7 Jehowa nie tylko widzi, lecz także działa. Jako Bóg sprawiedliwości, wcześniej czy później wymierza karę złoczyńcom (1 Tymoteusza 5:24). Ci, którzy mniemają, że Jego sądy to już zamierzchła przeszłość i że nie zwraca On uwagi na popełniane przez nich zło, sami siebie oszukują. Jakież to ważne, by obecnie każdy, kto dopuścił się niemoralnego postępku, od razu szukał wsparcia u chrześcijańskich starszych! (Jakuba 5:14, 15). Uświadomienie sobie, jakim zagrożeniem w naszym duchowym boju jest niemoralność, może podziałać na nas trzeźwiąco. Co roku pochłania ona następne ofiary — większość osób usuwanych z naszego grona zostaje wykluczona za zatwardziałe trwanie w niemoralnych postępkach. Bądźmy zdecydowani dawać odpór wszelkim pokusom, nawet tym, które dopiero zaczynają nas prowadzić w niewłaściwym kierunku (porównaj Mateusza 26:41).
Szanuj władzę ustanowioną przez Boga
8. Kim byli „chwalebni”, wspomniani w 8 wersecie Listu Judy?
8 Innym problemem wspomnianym przez Judę jest brak szacunku dla władzy ustanowionej przez Boga. Na przykład w wersecie 8 zarzuca tym samym niegodziwcom, iż „mówią obelżywie o chwalebnych”. Kim byli ci „chwalebni”? Niedoskonałymi ludźmi, ale Jehowa za pośrednictwem ducha świętego poruczył im odpowiedzialne zadania. Na przykład zbory miały starszych, na których spoczywał obowiązek pasienia trzody Bożej (1 Piotra 5:2). Usługiwali też nadzorcy podróżujący, jak choćby apostoł Paweł. A grono starszych w Jerozolimie działało w charakterze ciała kierowniczego i podejmowało decyzje dotyczące zboru chrześcijańskiego jako całości (Dzieje 15:6). Juda był głęboko zaniepokojony tym, że w zborach pewne osoby mówiły obelżywie, czyli wypowiadały bluźniercze uwagi o takich mężczyznach.

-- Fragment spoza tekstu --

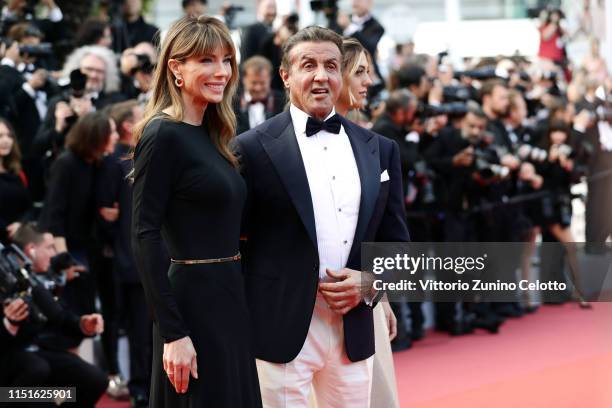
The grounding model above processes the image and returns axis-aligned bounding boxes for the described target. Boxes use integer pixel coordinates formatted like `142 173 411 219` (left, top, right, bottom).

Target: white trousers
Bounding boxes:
256 295 373 408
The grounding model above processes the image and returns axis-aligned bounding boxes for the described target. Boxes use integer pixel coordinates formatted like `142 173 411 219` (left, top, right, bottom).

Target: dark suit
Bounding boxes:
234 90 286 135
240 22 273 64
235 110 410 363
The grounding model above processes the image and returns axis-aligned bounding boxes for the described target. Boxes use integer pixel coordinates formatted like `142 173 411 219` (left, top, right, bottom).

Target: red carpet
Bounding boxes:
394 303 612 408
96 303 612 407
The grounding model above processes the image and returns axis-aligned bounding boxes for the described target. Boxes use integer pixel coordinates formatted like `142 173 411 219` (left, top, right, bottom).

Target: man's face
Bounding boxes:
509 95 527 124
80 54 106 93
280 41 342 120
30 233 57 274
490 85 510 117
124 0 142 18
185 1 206 17
243 68 271 102
259 0 277 24
352 0 372 17
461 112 486 143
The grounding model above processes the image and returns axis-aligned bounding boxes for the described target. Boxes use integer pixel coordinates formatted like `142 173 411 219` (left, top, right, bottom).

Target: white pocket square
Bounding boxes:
380 169 389 182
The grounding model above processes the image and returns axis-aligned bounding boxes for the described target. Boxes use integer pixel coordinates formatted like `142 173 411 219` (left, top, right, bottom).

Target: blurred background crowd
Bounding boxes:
0 0 610 407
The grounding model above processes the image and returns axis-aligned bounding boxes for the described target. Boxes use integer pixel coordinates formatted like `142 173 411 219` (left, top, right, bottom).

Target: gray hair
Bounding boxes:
62 45 120 94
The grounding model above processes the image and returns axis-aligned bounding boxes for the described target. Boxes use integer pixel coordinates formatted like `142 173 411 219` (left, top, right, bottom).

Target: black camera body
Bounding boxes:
0 244 48 325
19 42 53 58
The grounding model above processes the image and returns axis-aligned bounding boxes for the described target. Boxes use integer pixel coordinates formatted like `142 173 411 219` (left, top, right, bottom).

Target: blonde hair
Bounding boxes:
133 15 239 167
340 38 372 109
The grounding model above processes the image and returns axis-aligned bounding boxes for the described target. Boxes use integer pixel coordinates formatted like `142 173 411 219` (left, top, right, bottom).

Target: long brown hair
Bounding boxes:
133 15 239 167
0 117 23 174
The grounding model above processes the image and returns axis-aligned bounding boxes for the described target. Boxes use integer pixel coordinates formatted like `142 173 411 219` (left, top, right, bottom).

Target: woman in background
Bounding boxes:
0 117 32 243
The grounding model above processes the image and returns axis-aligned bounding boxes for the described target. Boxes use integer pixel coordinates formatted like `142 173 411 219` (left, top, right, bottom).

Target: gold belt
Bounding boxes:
170 252 241 265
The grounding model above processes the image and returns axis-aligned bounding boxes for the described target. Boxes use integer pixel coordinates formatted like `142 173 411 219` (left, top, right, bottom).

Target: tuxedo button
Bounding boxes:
343 240 348 244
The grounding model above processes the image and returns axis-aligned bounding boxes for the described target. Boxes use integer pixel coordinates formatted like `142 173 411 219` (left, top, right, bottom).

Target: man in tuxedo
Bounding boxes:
235 56 285 135
240 0 276 63
235 26 409 408
335 0 386 91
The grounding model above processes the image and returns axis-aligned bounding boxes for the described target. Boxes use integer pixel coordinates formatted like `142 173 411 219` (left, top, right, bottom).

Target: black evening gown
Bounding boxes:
132 117 261 407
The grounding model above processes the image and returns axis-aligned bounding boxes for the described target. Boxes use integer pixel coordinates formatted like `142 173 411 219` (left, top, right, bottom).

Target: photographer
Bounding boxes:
5 23 57 200
113 0 159 52
372 89 428 350
426 102 508 334
32 69 94 187
119 42 157 104
0 223 107 407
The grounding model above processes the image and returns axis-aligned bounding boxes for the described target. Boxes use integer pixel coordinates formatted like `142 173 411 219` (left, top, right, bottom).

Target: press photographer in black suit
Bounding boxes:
0 223 107 407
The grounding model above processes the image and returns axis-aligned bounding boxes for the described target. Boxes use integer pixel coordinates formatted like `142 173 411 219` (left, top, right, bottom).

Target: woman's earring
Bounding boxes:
175 77 184 87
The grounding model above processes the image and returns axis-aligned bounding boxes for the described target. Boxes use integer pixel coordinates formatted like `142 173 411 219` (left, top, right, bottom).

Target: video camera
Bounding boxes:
224 5 244 30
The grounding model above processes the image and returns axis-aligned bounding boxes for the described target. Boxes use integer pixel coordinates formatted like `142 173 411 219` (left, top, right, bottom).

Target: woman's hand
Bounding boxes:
163 336 198 394
382 302 397 341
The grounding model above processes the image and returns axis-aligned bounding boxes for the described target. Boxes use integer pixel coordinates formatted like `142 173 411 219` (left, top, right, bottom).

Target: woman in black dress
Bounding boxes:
131 16 261 407
0 117 32 243
537 120 591 308
38 111 119 317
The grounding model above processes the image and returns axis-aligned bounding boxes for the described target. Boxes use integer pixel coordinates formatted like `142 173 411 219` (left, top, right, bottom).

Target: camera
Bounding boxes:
0 243 48 325
19 42 53 58
516 143 574 163
310 0 338 12
131 54 155 75
454 67 500 81
224 5 244 30
416 102 468 121
468 140 510 180
442 85 476 103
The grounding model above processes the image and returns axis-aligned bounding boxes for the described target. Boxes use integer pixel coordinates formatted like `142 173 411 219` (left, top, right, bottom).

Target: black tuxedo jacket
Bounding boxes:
234 90 286 135
235 110 410 363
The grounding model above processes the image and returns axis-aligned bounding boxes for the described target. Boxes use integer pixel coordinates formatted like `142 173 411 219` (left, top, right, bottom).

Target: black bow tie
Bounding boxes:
305 114 341 137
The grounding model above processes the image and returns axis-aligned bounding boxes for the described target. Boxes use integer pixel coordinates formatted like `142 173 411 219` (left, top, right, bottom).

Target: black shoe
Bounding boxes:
391 335 412 352
494 303 524 318
473 316 502 334
130 393 148 408
411 328 425 341
435 319 473 336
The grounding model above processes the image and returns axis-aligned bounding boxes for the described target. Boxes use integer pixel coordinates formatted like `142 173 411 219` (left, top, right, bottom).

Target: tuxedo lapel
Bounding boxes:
343 118 380 262
258 111 317 247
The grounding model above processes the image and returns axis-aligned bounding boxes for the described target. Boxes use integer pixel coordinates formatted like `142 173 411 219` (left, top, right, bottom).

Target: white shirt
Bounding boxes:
244 92 266 129
290 104 361 281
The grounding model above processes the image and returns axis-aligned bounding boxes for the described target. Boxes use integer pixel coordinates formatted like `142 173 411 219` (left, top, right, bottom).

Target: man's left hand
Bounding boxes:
80 313 104 336
318 268 373 315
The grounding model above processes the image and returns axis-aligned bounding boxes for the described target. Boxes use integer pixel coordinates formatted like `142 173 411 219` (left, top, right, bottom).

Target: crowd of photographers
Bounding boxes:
0 0 611 407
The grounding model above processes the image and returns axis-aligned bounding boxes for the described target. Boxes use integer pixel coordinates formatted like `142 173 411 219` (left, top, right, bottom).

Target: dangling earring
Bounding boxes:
175 77 183 87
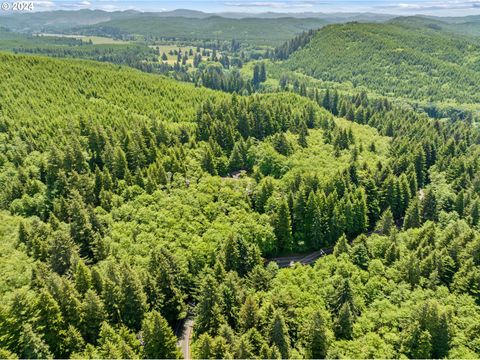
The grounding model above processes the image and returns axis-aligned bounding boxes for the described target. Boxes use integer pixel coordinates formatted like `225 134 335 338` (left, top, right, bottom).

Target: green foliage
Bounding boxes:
72 17 327 46
142 311 180 359
304 311 329 358
195 274 225 336
81 290 106 344
1 37 480 359
285 22 480 104
268 311 290 359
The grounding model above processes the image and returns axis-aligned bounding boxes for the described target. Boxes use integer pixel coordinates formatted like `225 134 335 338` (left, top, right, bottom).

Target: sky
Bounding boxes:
25 0 480 16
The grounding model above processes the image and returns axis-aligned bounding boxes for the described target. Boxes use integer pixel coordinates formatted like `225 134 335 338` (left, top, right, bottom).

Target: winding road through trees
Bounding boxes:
176 317 194 360
175 247 333 358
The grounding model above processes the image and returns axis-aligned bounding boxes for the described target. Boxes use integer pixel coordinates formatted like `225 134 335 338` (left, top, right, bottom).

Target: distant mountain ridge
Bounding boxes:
388 15 480 36
2 9 479 46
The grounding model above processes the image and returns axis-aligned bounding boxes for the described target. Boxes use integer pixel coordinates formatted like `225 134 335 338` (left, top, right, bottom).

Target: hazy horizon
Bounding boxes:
10 0 480 17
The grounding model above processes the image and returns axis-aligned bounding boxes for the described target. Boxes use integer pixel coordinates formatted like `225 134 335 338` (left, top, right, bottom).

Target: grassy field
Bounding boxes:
36 33 130 45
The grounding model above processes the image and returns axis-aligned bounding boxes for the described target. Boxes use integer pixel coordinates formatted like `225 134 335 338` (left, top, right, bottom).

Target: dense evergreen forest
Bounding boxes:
68 16 328 47
0 28 159 69
1 8 480 360
283 22 480 105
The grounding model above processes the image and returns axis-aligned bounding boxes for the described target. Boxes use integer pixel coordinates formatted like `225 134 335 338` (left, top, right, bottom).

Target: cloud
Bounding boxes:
224 1 317 9
376 0 480 12
32 0 56 9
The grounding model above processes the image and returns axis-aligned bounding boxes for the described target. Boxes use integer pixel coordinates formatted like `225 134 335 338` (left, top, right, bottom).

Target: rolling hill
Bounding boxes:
2 27 480 357
0 9 139 33
389 15 480 37
283 22 480 104
69 15 328 46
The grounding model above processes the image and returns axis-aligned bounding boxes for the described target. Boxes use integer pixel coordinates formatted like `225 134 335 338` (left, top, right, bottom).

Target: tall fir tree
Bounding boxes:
304 311 329 359
142 311 180 359
272 198 293 254
80 289 106 344
421 189 438 222
195 274 225 336
120 265 147 331
403 198 421 230
269 311 290 359
334 303 354 340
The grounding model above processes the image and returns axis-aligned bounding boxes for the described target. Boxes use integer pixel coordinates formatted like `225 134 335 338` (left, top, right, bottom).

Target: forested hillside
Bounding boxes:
390 15 480 37
1 48 480 359
0 28 159 69
0 9 136 33
283 22 480 105
69 16 328 46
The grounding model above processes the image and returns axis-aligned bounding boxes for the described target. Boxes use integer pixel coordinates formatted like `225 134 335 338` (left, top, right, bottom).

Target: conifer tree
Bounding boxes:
147 248 186 325
470 199 479 226
235 336 254 359
269 312 290 359
362 175 380 229
334 234 350 257
384 241 400 265
61 325 85 358
403 198 421 230
377 208 394 235
18 324 52 359
333 278 354 314
81 289 106 343
220 272 242 329
212 336 229 359
112 146 128 180
195 274 225 336
417 302 450 358
304 191 318 250
334 303 354 340
95 322 140 359
273 198 293 254
322 89 331 111
403 323 432 359
252 64 260 87
36 290 64 357
142 311 180 359
421 189 438 221
228 142 245 172
195 333 214 359
298 121 309 148
293 188 307 245
202 146 217 175
455 191 465 217
332 90 339 115
74 260 92 295
69 191 94 258
346 106 355 121
399 173 412 215
414 147 426 188
120 265 147 331
273 132 291 156
351 235 370 269
259 63 267 82
304 311 328 359
239 296 259 332
48 230 77 275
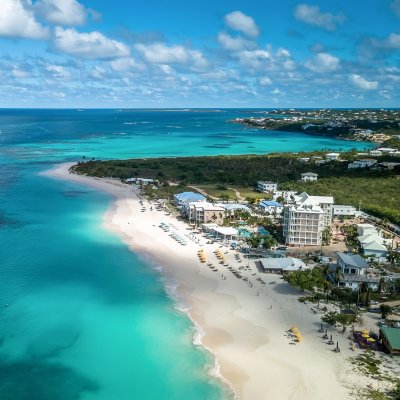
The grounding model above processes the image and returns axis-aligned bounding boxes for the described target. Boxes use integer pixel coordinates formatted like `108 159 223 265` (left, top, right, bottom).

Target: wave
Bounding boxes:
123 122 138 125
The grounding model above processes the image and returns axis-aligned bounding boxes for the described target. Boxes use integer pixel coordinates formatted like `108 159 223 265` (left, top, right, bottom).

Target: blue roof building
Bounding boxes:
173 192 205 206
259 200 283 215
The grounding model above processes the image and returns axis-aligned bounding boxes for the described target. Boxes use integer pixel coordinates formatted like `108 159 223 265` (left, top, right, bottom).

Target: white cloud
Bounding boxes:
88 66 106 80
349 74 378 90
53 27 130 59
391 0 400 16
294 4 345 31
11 67 31 79
135 43 207 69
224 11 260 38
373 33 400 49
0 0 48 39
35 0 89 26
259 77 272 85
237 49 271 70
110 57 144 72
45 64 70 78
217 32 255 51
305 52 340 73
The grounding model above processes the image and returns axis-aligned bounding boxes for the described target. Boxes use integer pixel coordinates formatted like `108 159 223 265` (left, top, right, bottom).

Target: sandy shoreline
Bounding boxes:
44 162 371 400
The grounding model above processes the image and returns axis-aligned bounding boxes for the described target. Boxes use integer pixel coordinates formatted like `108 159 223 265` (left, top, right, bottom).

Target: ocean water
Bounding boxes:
0 109 372 400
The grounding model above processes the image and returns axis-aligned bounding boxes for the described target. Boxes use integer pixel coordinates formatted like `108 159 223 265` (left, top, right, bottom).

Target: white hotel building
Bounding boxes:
283 192 334 246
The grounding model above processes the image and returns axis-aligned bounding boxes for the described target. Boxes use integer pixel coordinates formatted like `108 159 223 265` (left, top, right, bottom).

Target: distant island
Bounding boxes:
230 108 400 144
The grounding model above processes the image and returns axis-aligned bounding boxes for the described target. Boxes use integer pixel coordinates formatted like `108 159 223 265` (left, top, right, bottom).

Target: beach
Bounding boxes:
46 162 371 400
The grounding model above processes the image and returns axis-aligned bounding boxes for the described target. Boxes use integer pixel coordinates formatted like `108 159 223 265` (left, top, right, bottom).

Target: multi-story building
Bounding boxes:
283 192 334 246
347 159 377 169
184 201 225 225
301 172 318 182
257 181 278 193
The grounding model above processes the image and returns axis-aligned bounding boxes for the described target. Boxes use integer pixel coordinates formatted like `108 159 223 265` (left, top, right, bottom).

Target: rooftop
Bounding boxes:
337 252 368 269
380 327 400 350
301 172 318 176
259 257 307 272
260 200 283 207
174 192 205 201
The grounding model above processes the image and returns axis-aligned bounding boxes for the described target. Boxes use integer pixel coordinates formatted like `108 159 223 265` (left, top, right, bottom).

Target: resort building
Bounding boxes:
301 172 318 182
126 177 156 185
283 192 334 246
219 203 251 217
333 205 359 217
257 181 278 193
272 190 296 203
337 252 368 276
174 192 205 207
369 150 382 157
259 200 283 215
348 159 377 169
377 162 400 170
325 152 340 161
184 201 224 225
380 327 400 356
356 224 376 236
259 257 307 274
356 224 389 261
336 252 379 290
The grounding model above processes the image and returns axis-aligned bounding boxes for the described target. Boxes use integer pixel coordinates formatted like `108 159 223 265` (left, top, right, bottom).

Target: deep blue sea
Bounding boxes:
0 109 372 400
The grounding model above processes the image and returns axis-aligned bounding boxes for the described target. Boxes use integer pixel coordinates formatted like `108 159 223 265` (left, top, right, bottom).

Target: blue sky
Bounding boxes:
0 0 399 107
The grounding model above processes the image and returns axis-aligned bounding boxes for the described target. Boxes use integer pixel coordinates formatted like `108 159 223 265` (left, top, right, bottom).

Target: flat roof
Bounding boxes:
381 327 400 350
260 200 282 207
212 227 238 235
259 257 307 271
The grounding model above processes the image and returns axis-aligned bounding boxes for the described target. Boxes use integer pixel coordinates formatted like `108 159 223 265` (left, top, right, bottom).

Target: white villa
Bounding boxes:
283 192 334 246
259 200 283 215
257 181 278 193
333 205 359 217
272 190 296 203
337 252 379 290
348 159 377 169
325 152 340 161
301 172 318 182
356 224 389 261
183 201 225 225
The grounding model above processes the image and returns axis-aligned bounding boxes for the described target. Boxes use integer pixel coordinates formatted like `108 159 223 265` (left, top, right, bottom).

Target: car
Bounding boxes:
378 321 387 327
368 308 381 313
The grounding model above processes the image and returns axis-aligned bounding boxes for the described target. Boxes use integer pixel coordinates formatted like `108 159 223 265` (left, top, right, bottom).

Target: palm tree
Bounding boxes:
335 266 343 286
377 277 386 294
380 304 393 319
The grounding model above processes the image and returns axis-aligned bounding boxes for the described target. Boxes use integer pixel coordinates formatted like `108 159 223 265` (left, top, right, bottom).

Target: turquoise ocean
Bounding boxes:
0 109 372 400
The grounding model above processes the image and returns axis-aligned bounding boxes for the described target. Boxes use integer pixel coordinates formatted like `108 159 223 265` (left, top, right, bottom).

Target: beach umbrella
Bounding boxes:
290 326 298 331
367 338 375 342
361 333 369 338
361 329 369 335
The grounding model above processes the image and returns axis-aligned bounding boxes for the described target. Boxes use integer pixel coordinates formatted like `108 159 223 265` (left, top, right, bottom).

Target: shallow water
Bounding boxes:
0 109 371 399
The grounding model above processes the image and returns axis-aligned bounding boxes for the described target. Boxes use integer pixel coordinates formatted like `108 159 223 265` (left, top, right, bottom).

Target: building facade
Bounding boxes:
283 192 334 246
301 172 318 182
257 181 278 193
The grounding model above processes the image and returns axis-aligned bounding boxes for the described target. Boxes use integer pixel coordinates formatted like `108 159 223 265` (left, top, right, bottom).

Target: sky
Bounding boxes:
0 0 399 108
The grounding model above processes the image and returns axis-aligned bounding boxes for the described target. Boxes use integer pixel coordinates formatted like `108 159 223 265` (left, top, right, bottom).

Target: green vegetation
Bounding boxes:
351 351 382 377
284 267 325 292
282 175 400 225
71 150 400 224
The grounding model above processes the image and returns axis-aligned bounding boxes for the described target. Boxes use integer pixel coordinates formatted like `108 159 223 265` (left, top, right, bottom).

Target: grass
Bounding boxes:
192 185 237 200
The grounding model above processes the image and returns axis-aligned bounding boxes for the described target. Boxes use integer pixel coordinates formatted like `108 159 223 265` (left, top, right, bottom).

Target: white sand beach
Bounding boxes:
45 163 375 400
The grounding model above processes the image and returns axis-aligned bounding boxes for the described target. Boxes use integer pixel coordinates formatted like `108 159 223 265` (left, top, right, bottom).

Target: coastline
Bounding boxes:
44 162 372 400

9. Jakie przykłady lekceważenia władzy przytacza Juda?
9 Aby potępić tę lekceważącą mowę, Juda w wersecie 11 powołuje się na trzy kolejne przykłady: Kaina, Balaama i Koracha. Kain zlekceważył życzliwą radę Jehowy i rozmyślnie podsycał w sobie morderczą nienawiść (Rodzaju 4:4-8). Balaam wielokrotnie otrzymywał ostrzeżenia, które niewątpliwie pochodziły z nadprzyrodzonego źródła — przemówiła do niego nawet jego oślica! Jednak powodowany samolubstwem, dalej spiskował przeciw ludowi Bożemu (Liczb 22:28, 32-34; Powtórzonego Prawa 23:5). Korach sprawował odpowiedzialną funkcję, ale to mu nie wystarczyło. Wszczął bunt przeciw Mojżeszowi, najpotulniejszemu człowiekowi na ziemi (Liczb 12:3; 16:1-3, 32).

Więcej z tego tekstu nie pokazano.